Et Veysonnaz dans tout ça ?

Depuis des temps immémoriaux cette communauté bénéficiait de droits dans un secteur bien délimité de la forêt du Rard. Elle pouvait y faire paître son bétail, ramasser bois mort et litière et procéder à des coupes de bois, à teneur des reconnaissances antérieures. Depuis le Moyen-Age, un nombre considérable d'actes d'albergement ont été signés, précisés et renouvelés jusqu'en 1847.

Mayens 1937A partir de cette époque et du démembrement de la forêt, consécutif aux procédures citées, Veysonnaz s'est apparemment retrouvée éjectée des ayant-droit et mis à part quelques griefs d'irrespect des règles de bail, on ne trouve dans la documentation, aucune explication à cette situation pour le moins surprenante.
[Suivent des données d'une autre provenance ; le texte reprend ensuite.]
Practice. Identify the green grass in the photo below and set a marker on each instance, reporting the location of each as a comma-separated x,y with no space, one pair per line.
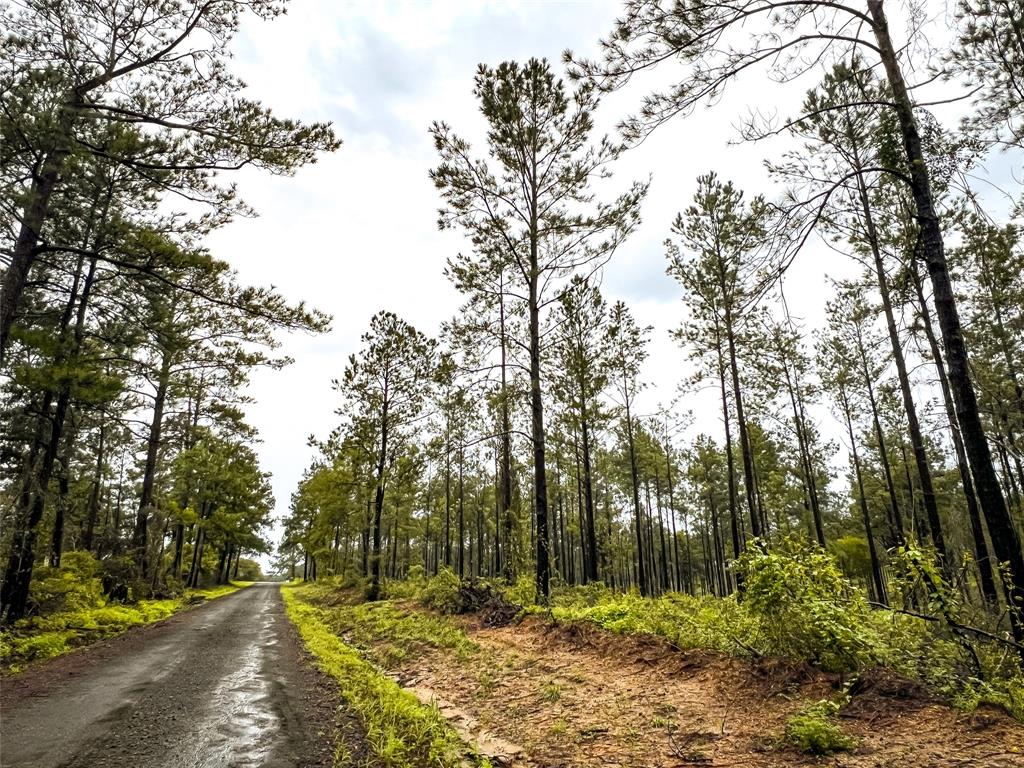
401,732
38,638
814,730
386,630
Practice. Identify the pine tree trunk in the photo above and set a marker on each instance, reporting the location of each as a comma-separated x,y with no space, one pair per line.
913,425
878,574
1006,541
987,581
139,538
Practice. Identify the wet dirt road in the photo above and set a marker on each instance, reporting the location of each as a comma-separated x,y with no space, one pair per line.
221,685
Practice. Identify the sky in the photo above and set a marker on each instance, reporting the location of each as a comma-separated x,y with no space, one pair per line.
356,232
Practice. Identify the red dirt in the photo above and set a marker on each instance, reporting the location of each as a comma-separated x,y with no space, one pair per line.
578,695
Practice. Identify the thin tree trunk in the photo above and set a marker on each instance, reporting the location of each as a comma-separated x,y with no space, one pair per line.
987,581
1006,541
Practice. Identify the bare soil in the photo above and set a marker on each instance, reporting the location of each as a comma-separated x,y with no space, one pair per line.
542,694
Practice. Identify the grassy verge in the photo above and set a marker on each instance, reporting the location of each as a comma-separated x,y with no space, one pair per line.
400,731
38,638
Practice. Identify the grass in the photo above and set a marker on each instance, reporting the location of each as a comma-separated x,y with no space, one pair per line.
38,638
401,732
813,730
386,630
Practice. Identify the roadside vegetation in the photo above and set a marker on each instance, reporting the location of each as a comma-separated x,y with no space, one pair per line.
401,731
70,611
818,674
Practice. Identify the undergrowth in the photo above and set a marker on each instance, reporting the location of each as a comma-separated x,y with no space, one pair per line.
797,603
386,630
78,614
400,731
814,730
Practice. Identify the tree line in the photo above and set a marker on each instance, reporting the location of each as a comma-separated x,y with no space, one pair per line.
514,442
125,345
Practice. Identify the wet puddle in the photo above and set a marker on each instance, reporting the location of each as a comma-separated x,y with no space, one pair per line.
239,727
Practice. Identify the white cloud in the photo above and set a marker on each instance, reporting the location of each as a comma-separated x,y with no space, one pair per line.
357,232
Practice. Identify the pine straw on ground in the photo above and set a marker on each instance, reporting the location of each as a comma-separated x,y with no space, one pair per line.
556,695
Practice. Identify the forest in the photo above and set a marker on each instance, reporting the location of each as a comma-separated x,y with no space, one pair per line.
846,495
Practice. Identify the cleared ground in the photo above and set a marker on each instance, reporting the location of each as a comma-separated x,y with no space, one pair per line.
536,694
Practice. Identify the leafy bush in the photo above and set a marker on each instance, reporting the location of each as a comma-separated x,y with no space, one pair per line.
814,731
805,607
441,592
53,634
73,586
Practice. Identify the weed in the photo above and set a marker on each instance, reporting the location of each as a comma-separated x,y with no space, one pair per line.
400,731
814,731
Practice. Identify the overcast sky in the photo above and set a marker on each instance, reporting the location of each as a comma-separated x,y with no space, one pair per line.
356,232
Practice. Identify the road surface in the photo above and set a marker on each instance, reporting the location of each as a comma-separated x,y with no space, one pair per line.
220,685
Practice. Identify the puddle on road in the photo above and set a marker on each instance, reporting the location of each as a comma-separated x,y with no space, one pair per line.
239,727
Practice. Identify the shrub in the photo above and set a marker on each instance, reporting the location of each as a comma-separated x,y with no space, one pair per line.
805,607
441,592
73,586
814,731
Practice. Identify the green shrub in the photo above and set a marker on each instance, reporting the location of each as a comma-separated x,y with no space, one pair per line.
814,731
805,607
44,636
73,586
523,592
441,592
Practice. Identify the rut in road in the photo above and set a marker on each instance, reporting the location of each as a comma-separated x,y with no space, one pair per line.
220,685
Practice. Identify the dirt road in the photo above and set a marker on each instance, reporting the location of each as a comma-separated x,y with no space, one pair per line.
223,684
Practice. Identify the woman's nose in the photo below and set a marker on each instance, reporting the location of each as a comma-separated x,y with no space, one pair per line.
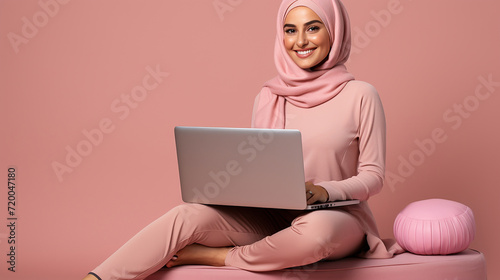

On peut légitimement se poser la question pourquoi cette communauté n'aurait pas bénéficié des mêmes avantages que ses voisines dans un partage de biens, dont le possesseur initial était l'Evêque de Sion qui, au vu des archives, la tenait en haute estime, sous sa juridiction spirituelle et temporelle jusqu'en 1798. A cette date, les biens meubles et immeubles de la communauté de Veysonnaz, tirés de la mense épiscopale, ont été rachetés et elle est devenue une commune politique libre.

Certains droits ont-ils été bafoués ? Beaucoup le pense sur ces hauteurs. En tout état de cause, ceux qui ont réagi (Agettes et Salins) ont eu raison de le faire... Cependant, un point essentiel demeure; il infirme toute idée de manœuvre frauduleuse. En aucun moment, ni en aucun endroit de la documentation il n'apparaît que la communauté de Veysonnaz ait eu des droits de propriété sur cette forêt. La teneur des actes d'albergement connus sont clairs à ce sujet.

Par ailleurs, à toutes les époques, les autorités du village ont été proches de ce dossier. Elles n'ont jamais émis de revendications allant à l'encontre du fait que cette forêt appartenait bien à la commune de Sion. Au contraire elles ont d'une certaine manière, amené de l'eau au moulin de la ville, en dénonçant notamment certains agissements de leurs voisins immédiats. En 1825, elles ont même participé à la délimitation et au toisage de la forêt et ne réclamait que la reconduction de leur acte de bail.

Cette même année, dans le cadre de coupes de bois commercial, Veysonnaz n'annonce que deux mas de forêts qui ne permettent aucune vente de bois. Il s'agit d'un mas situé au dessus du village, tout en mélèzes clairsemés, embannisé pour les constructions et d'un autre en dessous destiné aux seuls habitants, comme bois d'affouage.

Les recherches dans les archives relatives à d'éventuelles dettes, à des promesses non tenues ou à des poursuites (commandements de payer, billets à ordre ou lettres de change) pouvant justifier une perte des droits y afférents sont demeurées vaines. En 1975, un relevé des surfaces forestières productives des communes de l'arrondissement de Sion indique que Veysonnaz ne possède, en tout et pour tout, que 10 ha de forêts d'un rendement annuel estimé à 20 m3.